You remember Shadowman? This is a book about Shadowman…
The epic battle between muscle-bound arcane-powered hero and man made out of beef jerky with a mop on top does NOT go the way you might expect, as Steven Tyler quickly thrashes Shadowman, racing to another theatre where he finds Moondance…
…who we left at the previous theatre? And who is now dressed like a mutant version of Steven-Tyler-As-The-Joker wearing a Shadowman t-shirt and reciting Aerosmith lyrics as dialogue. By the time Shadowman and Aerosmith arrive, Darque’s zombie henchmen have blocked the doors, allowing for our hero to finally get back a little of what wrestlers call the rub…
I think the most entertaining part of the issue is Jack “Shadowman” Boniface thinking intently about “changing his voice” so that the men he’s spent the last 24 hours working with don’t recognize him in a half-mask and the same clothes he’s been wearing all along. While Shadowman fights his way through the mooks, Steven Tyler beats up the bad guy AND breaks the voodoo spell, only for Master Darque to take the voodoo doll and murder the singer in mystical cold blood. Shadowman bargains for Tyler’s life, agreeing to do an unspecified favor for his mortal enemy to save the life of Stretch Armstrong Steven.

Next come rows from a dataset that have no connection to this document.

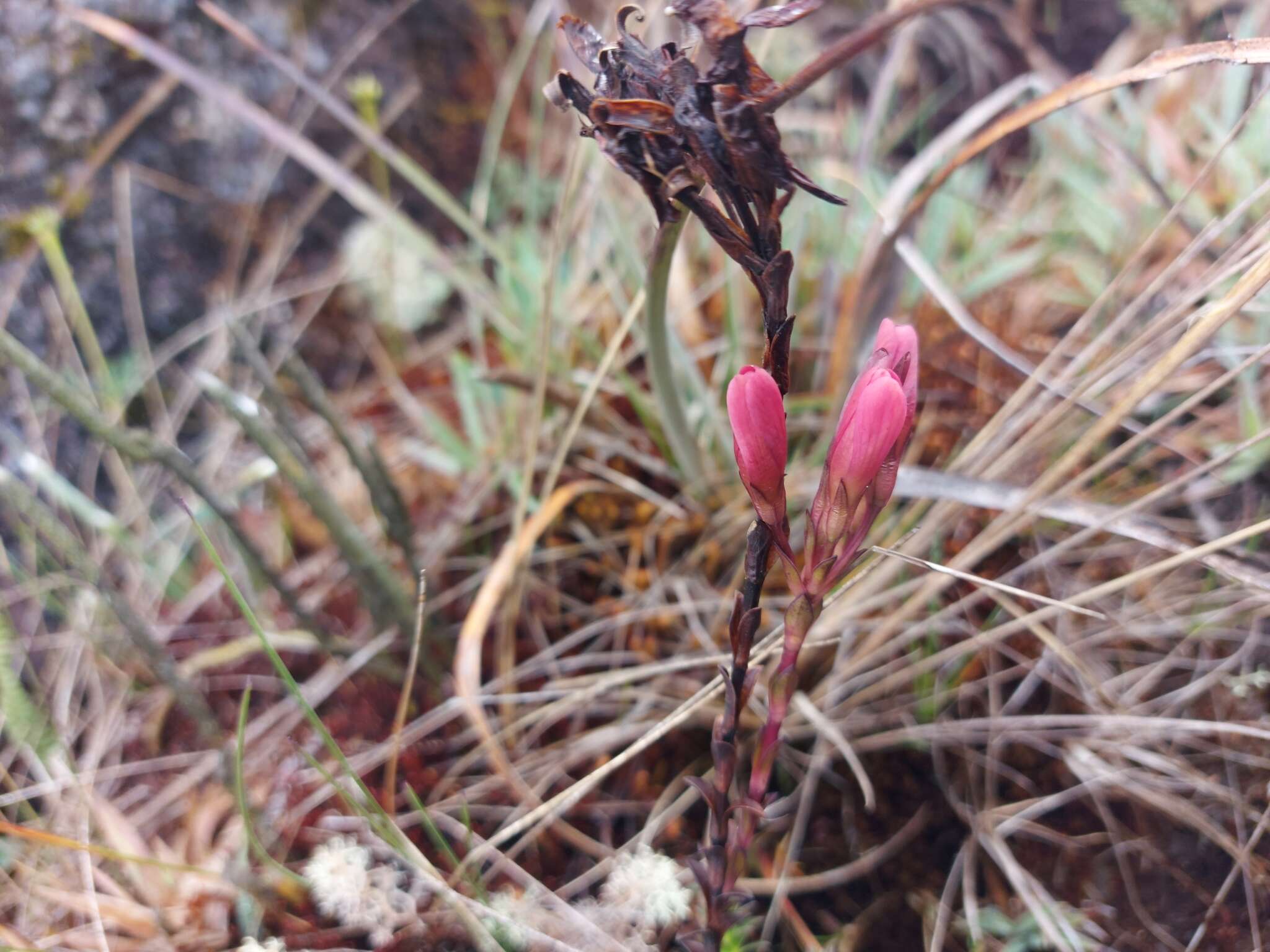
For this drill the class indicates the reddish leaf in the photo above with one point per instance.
(639, 115)
(585, 40)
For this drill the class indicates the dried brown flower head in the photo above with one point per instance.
(677, 130)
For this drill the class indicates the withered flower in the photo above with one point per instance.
(676, 131)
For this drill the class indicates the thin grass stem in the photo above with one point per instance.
(660, 368)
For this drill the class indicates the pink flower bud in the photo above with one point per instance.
(871, 421)
(900, 342)
(757, 415)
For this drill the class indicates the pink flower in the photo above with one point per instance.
(871, 423)
(895, 348)
(757, 415)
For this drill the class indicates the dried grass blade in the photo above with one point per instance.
(987, 583)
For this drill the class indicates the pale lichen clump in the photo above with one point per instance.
(649, 888)
(347, 885)
(646, 892)
(393, 275)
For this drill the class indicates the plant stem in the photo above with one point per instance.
(42, 225)
(675, 421)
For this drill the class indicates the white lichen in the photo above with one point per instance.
(649, 888)
(349, 885)
(393, 275)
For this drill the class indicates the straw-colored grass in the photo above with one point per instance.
(1036, 719)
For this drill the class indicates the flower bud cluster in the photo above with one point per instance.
(860, 467)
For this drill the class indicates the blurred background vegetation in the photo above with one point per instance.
(333, 282)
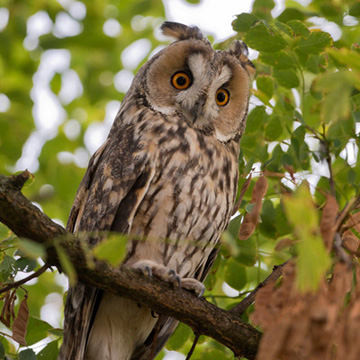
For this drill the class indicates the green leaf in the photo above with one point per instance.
(269, 4)
(247, 252)
(112, 250)
(313, 260)
(244, 22)
(50, 351)
(316, 63)
(337, 87)
(55, 83)
(265, 84)
(25, 264)
(315, 43)
(299, 28)
(291, 14)
(27, 354)
(355, 9)
(31, 249)
(36, 330)
(7, 268)
(262, 38)
(235, 274)
(284, 28)
(348, 58)
(287, 78)
(280, 60)
(255, 119)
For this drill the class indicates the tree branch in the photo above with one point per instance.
(26, 220)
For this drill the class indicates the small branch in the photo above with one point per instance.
(26, 220)
(240, 308)
(25, 280)
(193, 346)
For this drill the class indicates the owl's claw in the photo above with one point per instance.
(149, 268)
(175, 278)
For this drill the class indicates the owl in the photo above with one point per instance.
(167, 177)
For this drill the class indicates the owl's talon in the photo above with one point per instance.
(175, 278)
(148, 270)
(153, 314)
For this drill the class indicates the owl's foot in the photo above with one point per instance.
(149, 268)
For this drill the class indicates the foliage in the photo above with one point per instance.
(301, 139)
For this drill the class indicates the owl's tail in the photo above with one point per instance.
(119, 327)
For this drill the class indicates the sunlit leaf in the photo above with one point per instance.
(287, 78)
(244, 21)
(180, 337)
(31, 249)
(315, 43)
(313, 260)
(27, 354)
(235, 274)
(50, 351)
(261, 38)
(36, 330)
(299, 28)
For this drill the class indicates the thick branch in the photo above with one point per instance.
(26, 220)
(240, 308)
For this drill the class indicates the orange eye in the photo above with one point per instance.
(222, 97)
(181, 80)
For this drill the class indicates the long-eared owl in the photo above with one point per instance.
(167, 177)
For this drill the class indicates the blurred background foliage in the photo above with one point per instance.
(64, 68)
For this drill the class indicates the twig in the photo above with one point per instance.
(26, 220)
(193, 346)
(240, 308)
(25, 280)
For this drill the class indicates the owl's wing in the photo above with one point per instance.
(115, 182)
(165, 326)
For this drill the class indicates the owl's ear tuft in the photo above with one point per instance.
(181, 31)
(240, 50)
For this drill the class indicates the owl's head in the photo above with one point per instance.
(209, 88)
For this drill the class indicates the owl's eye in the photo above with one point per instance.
(181, 80)
(222, 97)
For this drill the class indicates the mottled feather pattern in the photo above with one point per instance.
(167, 176)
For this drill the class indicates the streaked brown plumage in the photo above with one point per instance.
(167, 174)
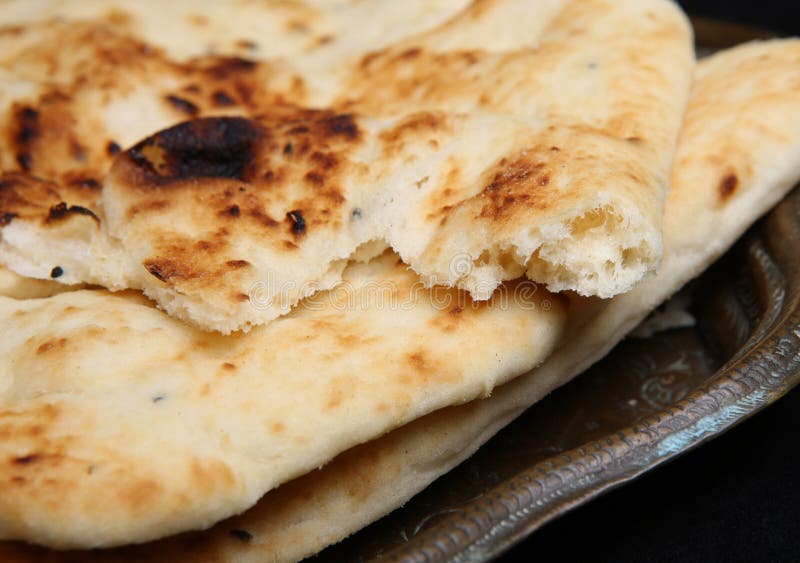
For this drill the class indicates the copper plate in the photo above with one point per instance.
(647, 402)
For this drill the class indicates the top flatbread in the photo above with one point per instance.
(458, 144)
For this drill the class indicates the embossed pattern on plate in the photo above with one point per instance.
(647, 402)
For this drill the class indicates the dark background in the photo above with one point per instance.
(780, 15)
(736, 498)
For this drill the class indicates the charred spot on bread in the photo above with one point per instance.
(297, 220)
(215, 147)
(61, 211)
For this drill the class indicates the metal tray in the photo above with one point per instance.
(647, 402)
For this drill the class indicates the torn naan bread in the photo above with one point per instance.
(121, 424)
(744, 119)
(458, 145)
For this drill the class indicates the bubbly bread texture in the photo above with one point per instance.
(744, 115)
(121, 424)
(481, 141)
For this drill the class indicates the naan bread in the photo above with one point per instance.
(20, 287)
(120, 424)
(459, 145)
(744, 116)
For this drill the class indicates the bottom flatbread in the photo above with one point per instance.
(739, 154)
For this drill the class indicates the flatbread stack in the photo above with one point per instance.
(275, 243)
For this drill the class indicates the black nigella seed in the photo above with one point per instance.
(298, 223)
(243, 535)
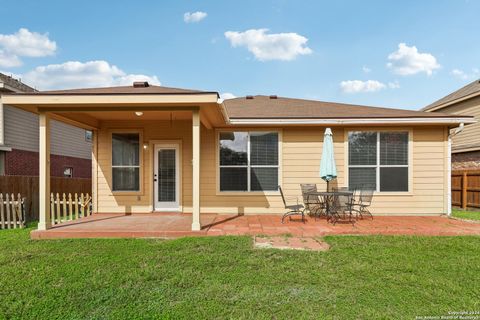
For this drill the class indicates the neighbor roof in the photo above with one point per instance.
(267, 107)
(10, 84)
(471, 89)
(151, 89)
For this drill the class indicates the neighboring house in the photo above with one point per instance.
(466, 144)
(166, 149)
(71, 146)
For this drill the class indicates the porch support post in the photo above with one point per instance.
(196, 170)
(44, 172)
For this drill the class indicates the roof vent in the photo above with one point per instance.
(140, 84)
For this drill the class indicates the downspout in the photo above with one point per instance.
(449, 168)
(2, 123)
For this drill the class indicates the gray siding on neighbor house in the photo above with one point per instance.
(21, 132)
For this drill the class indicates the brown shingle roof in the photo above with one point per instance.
(469, 89)
(264, 107)
(123, 90)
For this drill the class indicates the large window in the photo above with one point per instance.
(378, 160)
(248, 161)
(125, 162)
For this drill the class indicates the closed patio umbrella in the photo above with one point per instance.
(328, 169)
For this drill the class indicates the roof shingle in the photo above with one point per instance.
(264, 107)
(469, 89)
(122, 90)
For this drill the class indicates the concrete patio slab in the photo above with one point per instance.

There were a lot of bizarre and indefensible decisions made by Valiant Comics over the years (they did, after all, name one of their flagship characters X-O, the superhero equivalent of black lettering on a white label), but it is really puzzling how this one is constructed. The entire issue feels much more like “Aerosmith Action featuring Jack Boniface” than the other way around, with the main character’s actions in the issue including watching his house burn, watching a rock & roll singer outfight him and making a literal deal with the devil. Add to that the truly horrifying faces given to Steven Tyler (who, I want to reiterate, gets most of the face time in the issue), and this is a comic book that is memorable for all the wrong reasons. Shadowman #19 is a mystifying comic from a baffling era of comics, and while it is the best-selling issue of Shadowman ever, there’s also a valedictorian at every clown college, but you wouldn’t invite him to do your appendix surgery, leaving us with a slightly below-average 2 out of 5 stars overall.